文章連結:http://www.newleftproject.org/index.php/site/article_comments/the_demise_of_the_public_university


緊隨英國對大學教育的緊縮政策,現在可以說英國舉國上下民怨沸騰。當然,民怨是不包括Tories的。

英國大學教育商品化的問題一直存在,早前英國忽然爆出一群明星教授跳糟自立門戶、廣收子弟的事件,當中包括英國哲學家A. C. Grayling、開口埋口也是上帝的Richard Dawkins等等。當然,要是他們都願意無償教導學生,那麼我想誰也會感動得聲淚俱下。因此重點並不在於自立門戶,真正的重點在於,這只是一次各大教授有錢齊齊分的創業之旅。

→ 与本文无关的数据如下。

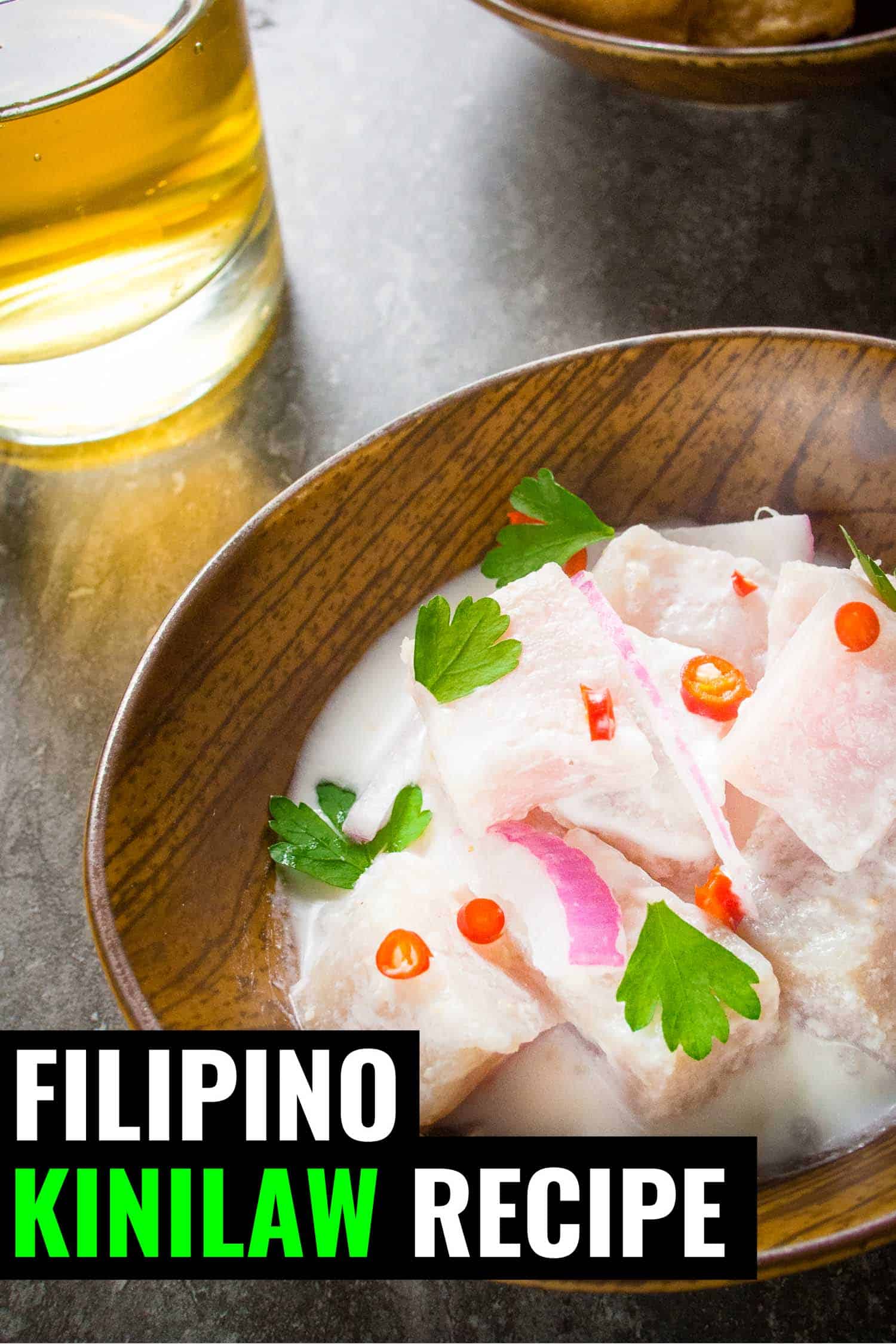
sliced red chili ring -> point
(481, 920)
(714, 687)
(718, 900)
(857, 627)
(742, 587)
(402, 955)
(602, 721)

由於事件實在太過嘔心,後來引致英國馬克思主義文學批評家Eagleton撰文「AC Grayling的私立大學令人作嘔」  (AC Grayling's private university is odious)揶揄道:「如果教育要被當作商品對待,那麼我們就不應再裝聾作啞了。我已經在學期初問了我的學生,他們是否負擔得起我那值五十英磅、關於呼嘯山莊的洞見,或者他們是否滿足於一些較平庸而只值十塊錢的看法。」(If education is to be treated as a commodity, then we should stop pussyfooting around. I already ask my students at the start of a session whether they can afford my £50 insights into Wuthering Heights, or whether they will settle for a few mediocre ideas at £10 a piece.)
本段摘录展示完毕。